Mole National Park, Ghana
It took two miserable days of travel to get to Mole: an 8 hour bus ride from Kumasi to Tamale arriving at 5:30 pm, a 4 am wake-up call to buy a Tamale-Mole ticket at the station after every local I encountered told me they’d sell out (they didn’t, and the bus wasn’t full), and a 2 pm departure that ended up being at 5:45 instead, on the dustiest road known to man in a bus with open windows. At least Jessica, Felix (both rejoining me direct from Accra), and I entertained ourselves during the long wait for the bus by chatting with children (after school, selling sachets of water, ginger, toothpaste, candy… anything their parents sold) who taught us some words in Dagbani and Twi. My poor attempts certainly got the other locals laughing. At least know I know how to say things like “good afternoon” (Dagbani: antsere), “what is your name” (ayuli), “ginger” (kakadro), and “is your mother in the house?” (Twi: u maame wo fie?) And of course, “thank you” (Dagbani: nan desugu, Twi: medaase), which always brought pleasantly surprised responses without fail whenever I used it.
We arrived in Mole around 10 pm, sweaty and covered in red dust. We all looked like we changed ethnicities and dyed our hair. All of this trouble is definitely worth it.
7 am! Bright and early. Time for a walking safari! Probably the only place you could ever do this in Africa, or the world. 10 cedis for two hours with a guide. That’s $4. A latte at Starbucks, basically.
And so with our guide Osman, we followed elephant tracks that were only about 100 metres from our room, saw some antelope, vultures, egrets, guineafowl…, learned about how animals like to gather around salt licks to get the minerals they need (present in meat, so vegetarians only), where they could be potentially cornered by hyenas, learned about various trees and plants… And then! An elephant feeding!

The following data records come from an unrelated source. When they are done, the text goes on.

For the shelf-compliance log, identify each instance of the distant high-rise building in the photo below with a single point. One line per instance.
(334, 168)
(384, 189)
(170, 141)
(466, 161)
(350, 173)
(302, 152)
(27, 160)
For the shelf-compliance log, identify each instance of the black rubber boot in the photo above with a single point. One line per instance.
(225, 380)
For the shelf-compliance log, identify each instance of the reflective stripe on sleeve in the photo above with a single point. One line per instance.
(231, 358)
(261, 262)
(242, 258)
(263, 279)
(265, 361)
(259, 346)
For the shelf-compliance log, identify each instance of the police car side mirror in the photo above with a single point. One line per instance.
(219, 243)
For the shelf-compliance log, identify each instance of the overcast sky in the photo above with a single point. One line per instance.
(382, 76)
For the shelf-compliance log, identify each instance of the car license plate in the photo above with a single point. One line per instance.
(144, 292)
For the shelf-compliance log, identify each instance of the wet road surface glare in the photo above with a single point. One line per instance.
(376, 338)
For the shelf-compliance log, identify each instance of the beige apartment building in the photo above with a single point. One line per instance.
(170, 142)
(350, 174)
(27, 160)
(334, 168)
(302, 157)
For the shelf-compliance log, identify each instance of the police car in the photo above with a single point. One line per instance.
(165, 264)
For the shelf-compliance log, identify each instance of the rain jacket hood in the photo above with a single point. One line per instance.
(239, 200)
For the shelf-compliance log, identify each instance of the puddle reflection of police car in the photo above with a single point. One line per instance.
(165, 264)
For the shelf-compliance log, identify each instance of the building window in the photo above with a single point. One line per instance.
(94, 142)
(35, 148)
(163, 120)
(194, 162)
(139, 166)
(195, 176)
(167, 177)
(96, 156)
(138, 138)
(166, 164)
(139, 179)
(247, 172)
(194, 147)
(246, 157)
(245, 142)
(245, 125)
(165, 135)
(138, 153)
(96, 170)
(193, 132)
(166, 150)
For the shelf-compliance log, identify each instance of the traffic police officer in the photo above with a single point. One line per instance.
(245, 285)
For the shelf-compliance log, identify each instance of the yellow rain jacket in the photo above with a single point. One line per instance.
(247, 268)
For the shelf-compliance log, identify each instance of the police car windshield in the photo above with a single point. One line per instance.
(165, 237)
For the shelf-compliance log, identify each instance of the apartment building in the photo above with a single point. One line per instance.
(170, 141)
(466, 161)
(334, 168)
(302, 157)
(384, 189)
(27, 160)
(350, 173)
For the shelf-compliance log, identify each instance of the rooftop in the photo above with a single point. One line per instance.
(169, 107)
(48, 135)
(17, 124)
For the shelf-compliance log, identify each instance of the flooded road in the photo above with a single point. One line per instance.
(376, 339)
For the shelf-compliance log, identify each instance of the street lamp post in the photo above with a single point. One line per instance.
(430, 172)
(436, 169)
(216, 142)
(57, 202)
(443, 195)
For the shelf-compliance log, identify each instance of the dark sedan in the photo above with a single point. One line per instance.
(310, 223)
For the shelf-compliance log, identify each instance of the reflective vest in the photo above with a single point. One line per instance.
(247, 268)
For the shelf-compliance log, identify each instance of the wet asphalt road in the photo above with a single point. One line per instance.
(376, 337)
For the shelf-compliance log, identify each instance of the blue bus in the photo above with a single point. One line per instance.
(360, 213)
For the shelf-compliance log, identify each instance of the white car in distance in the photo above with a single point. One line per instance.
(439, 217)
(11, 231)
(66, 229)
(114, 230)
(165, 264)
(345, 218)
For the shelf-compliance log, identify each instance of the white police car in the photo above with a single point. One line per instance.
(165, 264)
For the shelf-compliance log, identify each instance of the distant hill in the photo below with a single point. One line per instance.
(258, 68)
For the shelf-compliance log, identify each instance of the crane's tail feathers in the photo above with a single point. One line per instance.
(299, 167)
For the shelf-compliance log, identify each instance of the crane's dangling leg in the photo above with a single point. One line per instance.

At first a bit apprehensive, he soon calmed down and went about his business — you can tell when they swing their tails left and right. We were able to get about as close as maybe 5 metres.
Our two hours up, we reluctantly returned for breakfast, only to find that an hour later, 8 elephants (visible from the motel) were headed to the water hole! We got Osman to take us down again, and we sat for 2 whole hours watching the elephants, all male and including a young one, bathing and playing in the mud, mere metres away.
After lunch and a dip in the pool, not having had enough yet, we joined another group for a vehicle safari, where we all sat on top of a 4×4. While we couldn’t get as close to the wildlife, we saw far more, including herds of antelope (roan, bushbuck, kob) running across the road, the eyes of a crocodile peeping from a water hole before dipping below, and last but not least, an elephant chasing us, after ripping a tree in half to eat it. Incredible.
Still not having had enough the next morning, we went on another walking safari the next morning, to catch a glimpse of a baobab tree, the largest in West Africa. We were rewarded by the sight of another two elephants feeding together.
For our finale, joined by Carlo (Germany), we hopped on some motorbikes to the nearby village of Mognori and had a canoe safari. Though a little bit expensive for what we got, we saw a few species of vividly coloured birds, primarily kingfishers, and saw some tracks of elephants that crossed the river. It’s too bad we ran out of the time to overnight there, it would’ve been lovely to sleep on a roof under the stars! Next time. Hey, at least I got to drive a motorbike for the first time.
In between all of this? Serious conversations (with me listening in horror) of buying and killing a goat for a feast after giving it its best last day ever, a deeper foray into local cuisine (turns out neither fufu nor TZ with a slimy baobab soup were much to our tastes), watching elephants congregate while having tea, baboons everywhere messing up our hanging laundry and trying to steal Felix’s cigarettes, and the fun motel staff actually using a slingshot on any errant baboons. Being away from the chaos of a big city was also a big plus, too, and I enjoyed the relative silence and cleaner, cooler air.
Worth the long journey. And worth the return journey too.